Mais les ennuis ne se sont pas arrêtés là. A la surprise des observateurs étrangers, les pilotes de Lufthansa sont eux-aussi entrés en conflit avec leur direction et alors qu’on était habitués à un accord de dernière minute, comme c'est souvent l’usage en Allemagne, les navigants ont bel et bien déclenché un arrêt de travail massif. C’est ainsi que le 2 septembre le transporteur a été amené à annuler toutes ses opérations sur ses deux principales bases Francfort et Munich. Un millier de vols sont ainsi passés à la trappe impactant les quelques 130.000 passagers qui devaient les emprunter.

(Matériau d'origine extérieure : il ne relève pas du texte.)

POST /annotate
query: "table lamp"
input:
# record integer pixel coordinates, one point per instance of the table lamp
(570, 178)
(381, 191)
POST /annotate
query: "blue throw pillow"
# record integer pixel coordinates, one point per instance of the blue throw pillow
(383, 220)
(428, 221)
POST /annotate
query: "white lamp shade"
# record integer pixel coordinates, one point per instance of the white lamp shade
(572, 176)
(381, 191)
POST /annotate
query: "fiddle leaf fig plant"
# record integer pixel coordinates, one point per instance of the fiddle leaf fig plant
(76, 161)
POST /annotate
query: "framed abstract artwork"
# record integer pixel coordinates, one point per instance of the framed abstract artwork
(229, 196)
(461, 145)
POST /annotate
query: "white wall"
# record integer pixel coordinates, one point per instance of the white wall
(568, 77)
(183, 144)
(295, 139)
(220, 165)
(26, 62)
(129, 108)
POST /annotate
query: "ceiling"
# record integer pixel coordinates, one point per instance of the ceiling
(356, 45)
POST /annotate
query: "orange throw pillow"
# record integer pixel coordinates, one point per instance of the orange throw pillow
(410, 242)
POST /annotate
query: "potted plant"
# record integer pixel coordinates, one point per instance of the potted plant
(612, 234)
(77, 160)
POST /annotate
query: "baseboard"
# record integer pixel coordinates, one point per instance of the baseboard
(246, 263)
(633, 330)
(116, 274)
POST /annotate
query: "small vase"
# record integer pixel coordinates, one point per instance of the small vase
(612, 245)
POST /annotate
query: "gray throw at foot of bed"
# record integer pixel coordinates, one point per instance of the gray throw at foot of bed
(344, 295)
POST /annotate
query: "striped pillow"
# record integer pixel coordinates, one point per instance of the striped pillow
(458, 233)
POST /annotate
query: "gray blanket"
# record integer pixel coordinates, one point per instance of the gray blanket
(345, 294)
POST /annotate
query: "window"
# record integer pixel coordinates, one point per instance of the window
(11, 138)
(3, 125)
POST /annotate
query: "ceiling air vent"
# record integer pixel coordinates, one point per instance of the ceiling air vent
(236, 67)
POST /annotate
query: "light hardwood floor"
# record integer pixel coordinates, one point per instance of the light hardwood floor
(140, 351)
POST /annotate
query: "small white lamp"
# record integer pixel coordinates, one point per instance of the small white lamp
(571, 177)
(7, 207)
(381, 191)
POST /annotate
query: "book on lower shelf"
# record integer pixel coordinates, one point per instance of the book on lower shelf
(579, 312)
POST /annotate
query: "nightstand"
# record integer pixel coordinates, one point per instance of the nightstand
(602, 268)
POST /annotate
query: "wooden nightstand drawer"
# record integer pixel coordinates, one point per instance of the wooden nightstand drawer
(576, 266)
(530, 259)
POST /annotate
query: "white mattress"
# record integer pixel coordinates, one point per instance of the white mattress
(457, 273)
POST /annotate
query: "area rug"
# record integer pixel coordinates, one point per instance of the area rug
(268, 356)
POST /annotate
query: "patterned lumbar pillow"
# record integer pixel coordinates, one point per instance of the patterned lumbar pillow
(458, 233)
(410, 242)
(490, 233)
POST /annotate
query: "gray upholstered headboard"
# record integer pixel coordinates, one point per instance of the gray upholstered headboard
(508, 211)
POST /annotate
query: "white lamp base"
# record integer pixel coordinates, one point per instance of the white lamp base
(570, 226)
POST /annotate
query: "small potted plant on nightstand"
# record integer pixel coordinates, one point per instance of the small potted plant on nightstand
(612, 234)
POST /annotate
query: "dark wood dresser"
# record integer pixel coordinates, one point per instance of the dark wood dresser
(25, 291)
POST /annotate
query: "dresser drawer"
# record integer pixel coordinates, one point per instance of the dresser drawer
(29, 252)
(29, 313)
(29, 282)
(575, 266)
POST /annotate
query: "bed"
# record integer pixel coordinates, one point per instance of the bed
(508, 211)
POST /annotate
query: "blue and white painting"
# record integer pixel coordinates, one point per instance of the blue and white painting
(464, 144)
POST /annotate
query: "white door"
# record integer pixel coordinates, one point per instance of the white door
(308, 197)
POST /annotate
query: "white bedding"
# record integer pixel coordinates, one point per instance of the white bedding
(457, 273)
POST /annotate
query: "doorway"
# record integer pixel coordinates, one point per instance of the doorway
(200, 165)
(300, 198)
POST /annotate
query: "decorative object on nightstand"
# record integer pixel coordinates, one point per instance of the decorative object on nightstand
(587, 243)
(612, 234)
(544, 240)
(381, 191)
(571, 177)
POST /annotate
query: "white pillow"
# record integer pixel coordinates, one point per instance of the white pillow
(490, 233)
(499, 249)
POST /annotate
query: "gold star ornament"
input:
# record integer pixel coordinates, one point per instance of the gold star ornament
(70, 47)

Les dégâts deviennent très sérieux, ne serait-ce que sur l’aspect économique sans compter l’impact médiatique. En effet, selon les règles européennes, les passagers ont droit à une indemnité de 600 € chaque fois qu’un vol est annulé pour cause de grève du personnel de la compagnie, sans compter, bien entendu, le remboursement des billets non utilisés. Ainsi, potentiellement, voilà près de 80 M€ partis en fumée à rajouter aux quelques 50 à 60 millions pour compenser les défaillances de Brussels Airlines. L’affaire a été jugée suffisamment sérieuse par la direction du groupe pour donner en grande partie satisfaction aux grévistes afin d’éviter, à toute force, un nouvel arrêt de travail prévu, lui, les 7 et 8 septembre. Et la note sera aussi salée. Les salariés vont recevoir une augmentation de 200 € par mois plus 2,5% d’augmentation en janvier et autant en juillet.
Arrivederci !
Et puis, cerise sur le gâteau pourrait-on dire, voilà que le gouvernement italien annonce entrer en discussions exclusives avec le groupe Air France/KLM, sérieusement appuyé par le fonds d’investissements Certarès pour la reprise d’ITA. Voilà un nouveau coup dur auquel la direction du groupe Lufthansa ne s’attendait certainement pas, pas plus, d’ailleurs, que les observateurs internationaux. Certes, l’affaire n’est pas encore terminée. Air France devra d’abord rembourser le PGE que l’Etat français lui avait généreusement accordé avant de finaliser la prise de participation dans le transporteur italien. Mais enfin, on voit mal comment le groupe allemand pourrait revenir dans la course.
Il est curieux de constater que dès que l’horizon économique s’éclaircit, les salariés veulent tous tirer les premiers potentiels profits, avant même que ceux-ci soient engrangés. Jusque là on pensait que cette manière de faire était réservée aux pays latins, la France en particulier. Voilà que même les Allemands copient cette attitude. Et on ne sait pas où cela va s’arrêter. Les contrôleurs aériens sont certainement en embuscade et les personnels au sol voudront eux aussi obtenir leur part du gâteau. Le Groupe Lufthansa a les reins solides. Il a pu rembourser les prêts étatiques par anticipation. Il saura certainement traverser cette passe difficile dont, pourtant, il se serait sans doute bien passé.